Although it took me over two hours to prep and cook this seemingly simple meal, we finished eating in about ten minutes because
we were freaking starving the food was de-lic-ious!
Yup, I’m talking about roast chicken. Not just any chicken. Organic Cornish game hen from a local farm that we picked up at a farmer’s market.
Farmer Girl (she’s totally not a farmer – she’s a lawyer like me. But she’s big on buying organic, locally grown fruits, vegetables and meat so she’s a supporter of farmers) and I had dinner together a few weeks ago. She asked if I wanted to go to her place or out to a restaurant. For the sake of simplicity, I said let’s go out and we had sushi. The next day, Farmer Girl sent me the most amazing link to a post by The Amateur Gourmet, where he collected 15 videos of 15 chefs making their versions of roast chicken. I kicked myself in the arse when she told me she was going to roast me a chicken if I took her up on her offer to cook dinner. Damned missed opportunities!
I was mesmerized by Thomas Keller’s chicken video. For someone who’s only ever roasted chicken once in her life (it was an abysmal failure!), I learned so much in that 8 minutes. Less is definitely better.
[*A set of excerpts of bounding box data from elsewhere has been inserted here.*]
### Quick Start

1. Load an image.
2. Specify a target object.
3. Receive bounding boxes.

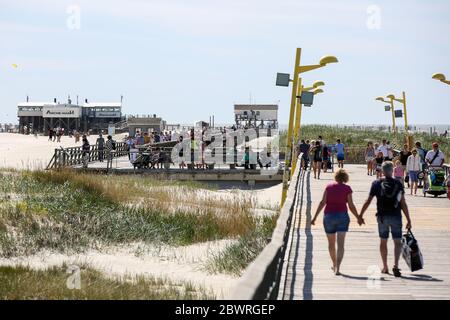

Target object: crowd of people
[297,136,345,179]
[364,139,445,195]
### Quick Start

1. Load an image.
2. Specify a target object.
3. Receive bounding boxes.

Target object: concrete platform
[73,157,283,184]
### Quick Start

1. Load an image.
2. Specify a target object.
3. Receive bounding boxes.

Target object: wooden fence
[46,142,128,170]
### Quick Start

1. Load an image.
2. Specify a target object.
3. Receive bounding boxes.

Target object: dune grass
[0,266,214,300]
[206,215,278,276]
[0,171,259,257]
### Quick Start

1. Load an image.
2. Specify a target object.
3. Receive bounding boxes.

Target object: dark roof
[234,104,278,111]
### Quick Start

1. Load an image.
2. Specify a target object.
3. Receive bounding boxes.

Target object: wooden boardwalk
[279,165,450,300]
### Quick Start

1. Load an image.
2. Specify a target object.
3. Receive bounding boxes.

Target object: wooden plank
[279,165,450,300]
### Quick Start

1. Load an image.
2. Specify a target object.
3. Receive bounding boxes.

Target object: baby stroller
[423,167,447,198]
[132,151,151,169]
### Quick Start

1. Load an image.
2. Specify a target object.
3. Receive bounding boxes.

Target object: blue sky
[0,0,450,124]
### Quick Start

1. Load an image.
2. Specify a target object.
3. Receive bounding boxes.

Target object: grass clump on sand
[206,215,278,276]
[0,266,214,300]
[0,171,259,257]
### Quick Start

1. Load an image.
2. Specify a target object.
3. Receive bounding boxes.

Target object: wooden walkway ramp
[278,165,450,300]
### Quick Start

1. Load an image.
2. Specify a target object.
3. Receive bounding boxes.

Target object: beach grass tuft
[0,265,215,300]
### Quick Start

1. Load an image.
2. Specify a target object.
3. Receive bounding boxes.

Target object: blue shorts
[377,215,402,239]
[409,171,419,182]
[323,212,350,234]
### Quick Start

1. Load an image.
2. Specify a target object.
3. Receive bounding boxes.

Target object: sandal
[392,267,402,278]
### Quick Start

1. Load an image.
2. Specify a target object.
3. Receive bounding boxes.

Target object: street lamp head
[313,89,323,95]
[432,73,446,81]
[319,56,338,66]
[313,81,325,88]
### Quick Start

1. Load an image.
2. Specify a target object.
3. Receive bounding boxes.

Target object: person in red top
[311,169,364,275]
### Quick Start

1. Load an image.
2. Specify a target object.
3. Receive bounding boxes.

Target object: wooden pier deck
[72,156,283,184]
[278,165,450,300]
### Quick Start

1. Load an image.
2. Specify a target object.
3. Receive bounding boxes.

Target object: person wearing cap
[425,142,445,167]
[358,161,411,277]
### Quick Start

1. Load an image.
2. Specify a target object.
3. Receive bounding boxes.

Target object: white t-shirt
[425,150,445,166]
[377,145,389,158]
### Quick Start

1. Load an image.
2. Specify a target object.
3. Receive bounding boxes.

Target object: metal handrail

He makes sure the chicken is super dry so that it gets extra crisp.
Another Keller tip – sprinkle the salt liberally and from on high so that there’s even distribution. Brilliant! I was scared it would make the chicken super salty but it didn’t. For this little hen of mine, I probably used about 3-4 teaspoons of salt.
I made a roast chicken a few weeks ago using only salt, pepper and some chopped thyme. This time, I added four cloves of garlic and half a lemon to the inside cavity, and sprinkled salt, pepper, chopped thyme and rosemary to the skin.
Ok, go ahead and laugh. This is one hell of a crappy trussing job! I laughed while I was doing it because I knew it was “wrong” but hey, so long as it tucks everything in and keeps this little birdy wrapped up tight, who cares? Sometimes the ends do justify the means, right?
Such a simple but delicious, hearty meal. The bird took about 45 minutes to cook – I roasted it at 450 degrees Fahrenheit for the first 25 minutes then lowered the heat to 400 for the remaining time. I oven-roasted the potatoes with salt, pepper, rosemary and olive oil until they were super crispy. The gai lag I sautéed with oil, garlic and a little bit of salt and sugar until they were just a bit tender (I can’t stand overcooked, mushy vegetables!).
Since it was about 8:30 by the time we finished eating, I left the dishes in the sink since I (again!) somehow managed to use almost every dish in my kitchen.